When we compared different FAB subtypes according to their quantitative WT1 expression, we found no statistically significant difference. This is in contrast to earlier studies with semiquantitative techniques which suggested an inverse correlation of WT1 expression and differentiation in leukemic cells [1, 4, 17, 18], but correlates with a recent study of Kreuzer et al., who also demonstrated that WT1 expression levels are similar across all FAB subtypes using real-time RT-PCR [12].
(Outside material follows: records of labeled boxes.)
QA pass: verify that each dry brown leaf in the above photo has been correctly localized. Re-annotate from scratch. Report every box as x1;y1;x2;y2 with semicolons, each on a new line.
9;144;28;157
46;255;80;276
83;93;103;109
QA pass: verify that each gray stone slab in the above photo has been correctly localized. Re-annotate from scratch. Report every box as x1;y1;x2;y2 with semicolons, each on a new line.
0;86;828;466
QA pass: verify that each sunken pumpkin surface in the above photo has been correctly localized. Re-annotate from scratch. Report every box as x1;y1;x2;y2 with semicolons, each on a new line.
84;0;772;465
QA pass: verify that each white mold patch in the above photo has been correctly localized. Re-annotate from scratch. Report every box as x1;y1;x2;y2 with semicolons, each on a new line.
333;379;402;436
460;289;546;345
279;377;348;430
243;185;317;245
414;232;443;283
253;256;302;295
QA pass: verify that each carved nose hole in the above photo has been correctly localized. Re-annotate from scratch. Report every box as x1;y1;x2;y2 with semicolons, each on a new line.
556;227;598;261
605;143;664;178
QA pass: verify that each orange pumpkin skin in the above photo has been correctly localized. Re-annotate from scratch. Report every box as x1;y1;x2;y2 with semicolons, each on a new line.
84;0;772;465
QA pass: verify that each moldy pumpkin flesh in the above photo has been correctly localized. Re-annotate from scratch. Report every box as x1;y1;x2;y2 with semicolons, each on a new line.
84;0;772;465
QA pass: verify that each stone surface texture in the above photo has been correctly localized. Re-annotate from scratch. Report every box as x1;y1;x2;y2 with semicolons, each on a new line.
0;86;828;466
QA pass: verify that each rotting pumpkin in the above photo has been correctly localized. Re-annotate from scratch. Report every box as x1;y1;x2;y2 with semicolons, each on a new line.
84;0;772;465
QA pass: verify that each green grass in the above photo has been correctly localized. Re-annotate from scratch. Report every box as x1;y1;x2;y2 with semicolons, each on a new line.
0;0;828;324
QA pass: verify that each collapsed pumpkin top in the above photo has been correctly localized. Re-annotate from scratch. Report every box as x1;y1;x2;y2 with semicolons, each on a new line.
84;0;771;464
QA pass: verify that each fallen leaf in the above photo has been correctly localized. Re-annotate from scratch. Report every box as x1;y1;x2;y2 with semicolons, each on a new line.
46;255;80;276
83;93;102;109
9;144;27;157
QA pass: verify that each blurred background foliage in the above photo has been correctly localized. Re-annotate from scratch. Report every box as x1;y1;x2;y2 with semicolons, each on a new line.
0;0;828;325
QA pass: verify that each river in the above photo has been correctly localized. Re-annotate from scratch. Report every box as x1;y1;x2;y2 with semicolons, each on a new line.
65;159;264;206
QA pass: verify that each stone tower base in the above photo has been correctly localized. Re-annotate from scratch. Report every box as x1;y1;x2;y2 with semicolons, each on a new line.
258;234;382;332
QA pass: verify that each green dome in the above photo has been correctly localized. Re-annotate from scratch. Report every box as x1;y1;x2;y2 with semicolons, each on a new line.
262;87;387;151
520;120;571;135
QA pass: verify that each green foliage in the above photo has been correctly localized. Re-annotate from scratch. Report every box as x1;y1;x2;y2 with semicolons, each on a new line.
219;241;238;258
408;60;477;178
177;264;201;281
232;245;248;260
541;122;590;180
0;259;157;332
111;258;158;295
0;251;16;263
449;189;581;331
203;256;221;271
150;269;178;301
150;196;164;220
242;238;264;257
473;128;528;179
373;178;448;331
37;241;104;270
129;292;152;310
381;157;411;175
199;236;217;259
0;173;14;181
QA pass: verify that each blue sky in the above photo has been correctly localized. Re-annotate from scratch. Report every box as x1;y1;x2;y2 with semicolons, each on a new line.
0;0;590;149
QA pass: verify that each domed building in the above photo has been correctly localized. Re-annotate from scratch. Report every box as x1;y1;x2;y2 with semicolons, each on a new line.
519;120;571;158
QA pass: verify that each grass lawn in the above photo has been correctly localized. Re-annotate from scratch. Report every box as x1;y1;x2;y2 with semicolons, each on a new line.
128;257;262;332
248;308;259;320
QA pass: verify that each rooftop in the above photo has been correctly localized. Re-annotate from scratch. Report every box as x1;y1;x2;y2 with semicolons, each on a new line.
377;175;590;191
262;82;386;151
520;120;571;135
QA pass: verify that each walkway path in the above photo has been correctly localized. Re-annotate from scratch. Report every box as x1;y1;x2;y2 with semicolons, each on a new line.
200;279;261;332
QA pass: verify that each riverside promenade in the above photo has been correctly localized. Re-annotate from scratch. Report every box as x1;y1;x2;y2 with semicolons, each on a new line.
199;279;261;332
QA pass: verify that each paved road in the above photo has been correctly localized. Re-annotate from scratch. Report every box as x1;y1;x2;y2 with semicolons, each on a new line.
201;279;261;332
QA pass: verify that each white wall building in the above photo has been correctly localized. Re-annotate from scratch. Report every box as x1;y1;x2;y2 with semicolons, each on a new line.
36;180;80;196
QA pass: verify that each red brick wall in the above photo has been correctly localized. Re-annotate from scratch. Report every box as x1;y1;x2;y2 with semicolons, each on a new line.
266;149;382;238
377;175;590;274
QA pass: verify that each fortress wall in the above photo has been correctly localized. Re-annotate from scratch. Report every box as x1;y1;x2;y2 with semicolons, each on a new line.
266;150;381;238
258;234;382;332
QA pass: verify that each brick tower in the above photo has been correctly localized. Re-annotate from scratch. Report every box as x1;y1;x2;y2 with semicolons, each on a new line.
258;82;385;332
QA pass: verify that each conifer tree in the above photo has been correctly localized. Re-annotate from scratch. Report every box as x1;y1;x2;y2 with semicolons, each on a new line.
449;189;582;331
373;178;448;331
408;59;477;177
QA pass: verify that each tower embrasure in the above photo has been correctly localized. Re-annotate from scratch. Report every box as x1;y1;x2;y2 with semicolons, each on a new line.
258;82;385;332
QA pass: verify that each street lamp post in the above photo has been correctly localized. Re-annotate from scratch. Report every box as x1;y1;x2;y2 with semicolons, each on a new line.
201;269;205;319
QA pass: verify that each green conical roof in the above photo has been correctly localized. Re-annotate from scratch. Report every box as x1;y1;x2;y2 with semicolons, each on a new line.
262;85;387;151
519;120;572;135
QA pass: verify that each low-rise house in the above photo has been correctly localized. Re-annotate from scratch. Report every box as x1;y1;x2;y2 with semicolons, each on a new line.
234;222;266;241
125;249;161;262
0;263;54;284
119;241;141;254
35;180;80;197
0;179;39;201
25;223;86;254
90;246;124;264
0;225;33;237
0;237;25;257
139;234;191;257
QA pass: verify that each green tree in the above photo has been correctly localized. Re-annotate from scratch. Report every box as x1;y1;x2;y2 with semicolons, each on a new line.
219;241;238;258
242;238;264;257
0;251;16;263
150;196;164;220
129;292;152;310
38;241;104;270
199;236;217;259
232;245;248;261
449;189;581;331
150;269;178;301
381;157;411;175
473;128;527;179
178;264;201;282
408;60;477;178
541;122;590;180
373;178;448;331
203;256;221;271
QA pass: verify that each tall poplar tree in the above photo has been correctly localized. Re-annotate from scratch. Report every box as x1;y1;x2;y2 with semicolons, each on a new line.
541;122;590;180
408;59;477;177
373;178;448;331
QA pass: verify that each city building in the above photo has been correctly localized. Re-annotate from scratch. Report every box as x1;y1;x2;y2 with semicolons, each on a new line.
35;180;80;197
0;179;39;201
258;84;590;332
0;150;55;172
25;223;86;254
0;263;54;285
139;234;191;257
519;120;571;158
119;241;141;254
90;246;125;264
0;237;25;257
Several previous reports suggested that WT1 levels rise some months prior to hematological relapse and that WT1 levels correlate well with the levels of other MRD markers including CBFβ-MYH11 or AML1-ETO [2, 19]. In accordance with these studies, in our series some patients in remission had significantly higher WT1 levels than control bone marrow/PBSC samples, reaching similarly high WT1 expression levels as patients at diagnosis or relapse. Although the number of patients was too small for statistical analysis, these findings support designing proposals for WT1-targeted therapies. WT1 expression levels are not only similar at diagnosis and relapse, moreover quantification of WT1 might also help to identify those patients who might profit from a WT1-targeted therapy, but did not yet have a hematological relapse.
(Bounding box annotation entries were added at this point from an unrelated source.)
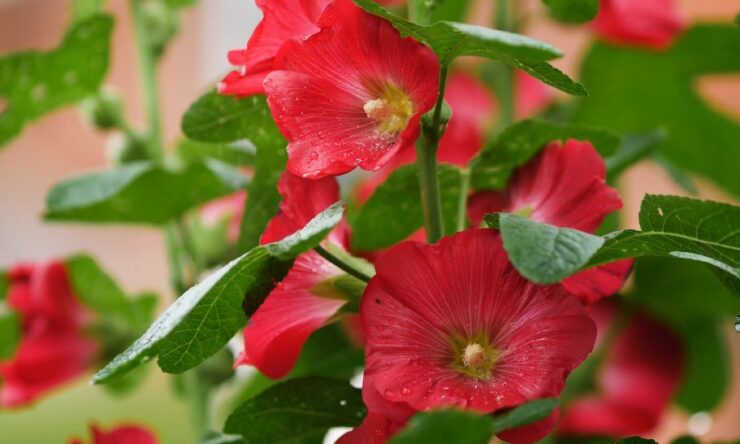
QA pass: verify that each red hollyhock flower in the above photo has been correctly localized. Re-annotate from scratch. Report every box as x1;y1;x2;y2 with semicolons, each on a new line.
468;140;632;303
264;0;439;178
69;424;159;444
200;191;247;242
360;229;596;442
0;262;97;407
558;300;684;437
218;0;330;97
236;172;348;379
592;0;686;49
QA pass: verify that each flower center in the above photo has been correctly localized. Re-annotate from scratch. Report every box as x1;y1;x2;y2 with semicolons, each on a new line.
452;335;501;380
362;85;414;135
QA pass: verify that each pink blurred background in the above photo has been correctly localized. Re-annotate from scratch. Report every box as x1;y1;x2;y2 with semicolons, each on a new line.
0;0;740;441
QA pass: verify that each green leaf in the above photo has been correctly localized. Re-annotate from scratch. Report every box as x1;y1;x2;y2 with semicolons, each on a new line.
229;322;365;409
674;318;732;412
0;15;113;147
349;164;462;251
390;410;493;444
72;0;103;22
575;24;740;195
0;305;21;361
224;377;367;444
177;139;256;166
432;0;470;22
93;206;341;384
200;432;244;444
65;255;149;328
46;160;246;225
628;257;740;324
493;398;558;433
0;270;10;301
471;119;619;190
543;0;599;23
588;195;740;279
182;91;275;145
182;91;287;251
486;213;604;284
354;0;587;96
604;130;667;182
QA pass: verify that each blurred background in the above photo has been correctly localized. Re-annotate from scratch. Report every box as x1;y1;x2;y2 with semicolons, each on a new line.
0;0;740;444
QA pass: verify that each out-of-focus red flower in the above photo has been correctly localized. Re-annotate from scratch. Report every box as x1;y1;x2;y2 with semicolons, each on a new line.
236;171;348;378
468;140;632;303
200;191;247;242
264;0;439;178
592;0;686;49
69;424;159;444
0;262;98;408
360;229;596;442
558;300;684;438
218;0;330;97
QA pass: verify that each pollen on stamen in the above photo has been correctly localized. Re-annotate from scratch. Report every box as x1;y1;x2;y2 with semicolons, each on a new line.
463;342;486;369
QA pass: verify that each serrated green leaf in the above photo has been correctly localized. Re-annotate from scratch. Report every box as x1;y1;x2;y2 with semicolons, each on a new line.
65;255;150;329
46;160;246;225
493;398;558;433
575;24;740;195
182;92;287;251
0;305;22;361
543;0;599;23
588;195;740;286
354;0;587;96
604;130;667;182
471;119;619;190
486;213;604;284
390;410;493;444
224;377;367;444
349;164;462;251
93;206;341;384
0;15;113;147
181;91;279;144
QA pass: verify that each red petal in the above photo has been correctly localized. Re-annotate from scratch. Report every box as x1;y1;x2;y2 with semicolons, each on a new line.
265;0;439;178
591;0;686;49
361;230;596;412
561;259;632;304
236;251;346;379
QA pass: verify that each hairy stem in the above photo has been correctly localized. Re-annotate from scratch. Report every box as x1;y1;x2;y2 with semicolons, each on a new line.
131;0;164;163
314;245;371;282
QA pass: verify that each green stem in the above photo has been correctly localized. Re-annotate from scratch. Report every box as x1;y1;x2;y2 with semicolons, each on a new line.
416;66;447;243
495;0;515;129
409;0;433;25
131;0;164;163
456;168;470;231
314;245;371;282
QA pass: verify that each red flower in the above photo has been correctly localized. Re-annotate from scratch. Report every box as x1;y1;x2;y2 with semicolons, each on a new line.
200;191;247;242
468;140;632;302
236;172;347;379
218;0;330;96
360;229;596;441
558;300;684;437
264;0;439;178
69;424;158;444
592;0;686;49
0;262;97;407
It has not yet been fully clarified whether there is a leukemia-specific expression of WT1 splice variants. To investigate the possibility of an imbalance in expression of splice variants, we assessed in AML the relative expression level of E5 and KTS, the contributors of the four main splice variants. We found an expression of all four splice variants (E5+/KTS+, E5−/KTS+, E5+/KTS−, and E5−/KTS−) with a significantly higher level of the E5+ variants. This correlates with results from Renshaw et al. who found—by using a semiquantitative optical method—a relative excess of exon 5-containing transcripts in leukemia cell lines and primary tumor material as well as in normal cells of the hematopoietic system [24]. A dominance of the unspliced variant (E5+/KTS+) was also found in WT1-expressing CD34+ CD38+ bone marrow single cells [7]. Moreover, an abundance of E5+ variants was also observed in de novo lung and head and neck squamous cell carcinomas [20, 21] and human embryonal kidney [6]. Our data therefore might indicate that the WT1 gene remains unchanged throughout the leukemogenic process and that relevant mutations rarely occur as already described previously [10].

Taken together, most AML blasts express WT1 and its major splice variants at considerable magnitude, and we do not have evidence for a loss of this molecule in leukemia relapse. Thus, there is no apparent selection for the regrowth of WT1-negative leukemia clones. This observation has important implications for WT1 as a therapeutic target, including recently activated peptide vaccination trials [14, 22, 28].